HealthRX Adherence Decision Framework:
| Patient Profile | Preferred Agent | Rationale | |---|---|---| | High GI sensitivity or GERD | Zoledronic acid | Eliminates esophageal exposure risk | | Reliable, motivated patient, cost-sensitive | Alendronate | Low cost, equivalent efficacy if taken correctly | | Prior non-adherence to oral bisphosphonate | Zoledronic acid | One infusion/year removes compliance burden | | Post-hip-fracture, any cause | Zoledronic acid | Only agent with mortality reduction data in this setting | | CrCl <35 mL/min | Neither first-line | Both bisphosphonates contraindicated; consider denosumab | | Glucocorticoid-induced osteoporosis | Either; zoledronic acid preferred | Both FDA-approved; IV route avoids GI interaction with steroids |
Side Effects and Safety Profiles
Alendronate: Upper GI Events
Upper GI adverse effects are the most common reason patients stop alendronate. Esophagitis, esophageal ulceration, and dysphagia occur in roughly 10 to 15% of patients who take alendronate incorrectly (e.g., lying down after dosing or with food) [14]. Serious esophageal injury requiring hospitalization is rare but documented [15]. Patients with Barrett esophagus, active esophageal disease, or inability to remain upright for 30 minutes should not take alendronate.
Musculoskeletal pain (diffuse bone, joint, or muscle pain) can occur with any bisphosphonate. The FDA issued a safety communication in 2008 noting this risk for the entire class [16].
Zoledronic Acid: Acute-Phase Reaction
The most common side effect of zoledronic acid infusion is an acute-phase reaction: fever, myalgia, headache, and arthralgia occurring within 24 to 72 hours of the first infusion. HORIZON-PFT reported this in approximately 30% of patients after the first infusion but in fewer than 7% after the second [7]. Pre-treating with acetaminophen 500 to 1,000 mg before and for 24 to 48 hours after infusion reduces severity substantially [17]. The reaction typically resolves within 3 days.
Osteonecrosis of the Jaw (ONJ) and Atypical Femoral Fracture (AFF)
Both drugs carry class-wide risks for ONJ and AFF, though absolute rates are very low in osteoporosis patients on standard doses. ONJ incidence in osteoporosis patients (as opposed to oncology patients receiving high-dose IV bisphosphonates monthly) is estimated at 1 in 10,000 to 1 in 100,000 patient-years [18]. AFF risk increases with duration of bisphosphonate use, particularly beyond 5 years [19]. The American Society for Bone and Mineral Research (ASBMR) task force notes that AFF risk returns toward baseline within approximately 1 to 2 years of stopping a bisphosphonate [19].
Renal Considerations
Zoledronic acid is contraindicated when creatinine clearance (CrCl) is below 35 mL/min due to nephrotoxicity risk [3]. Alendronate is also not recommended when CrCl falls below 35 mL/min [1]. Both drugs require baseline renal function assessment before initiation. Zoledronic acid infusions should be administered over no less than 15 minutes and never in dehydrated patients.
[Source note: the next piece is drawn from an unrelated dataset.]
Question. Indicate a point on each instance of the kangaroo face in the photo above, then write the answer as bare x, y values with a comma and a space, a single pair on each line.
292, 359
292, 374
Switching From Fosamax to Reclast: When and How
Clinical Indications to Switch
Switching from alendronate to zoledronic acid is appropriate in several clinical scenarios. GI intolerance to oral alendronate is the most common reason. Persistent non-adherence or repeated missed doses represent another clear indication, given the adherence data above. A patient who sustains a fragility fracture while nominally "on" alendronate should prompt both an adherence assessment and consideration of IV therapy. New swallowing difficulties (dysphagia) make oral bisphosphonate dosing unsafe.
Transition Protocol
No mandatory washout period exists before switching. Because alendronate has already been incorporated into bone, stopping it and starting zoledronic acid does not risk an additive toxicity effect. The 2022 American Association of Clinical Endocrinology (AACE) osteoporosis guidelines recommend that clinicians reassess fracture risk at each visit and adjust therapy accordingly [20]. A practical approach: schedule the first Reclast infusion at or after the next missed or last alendronate dose.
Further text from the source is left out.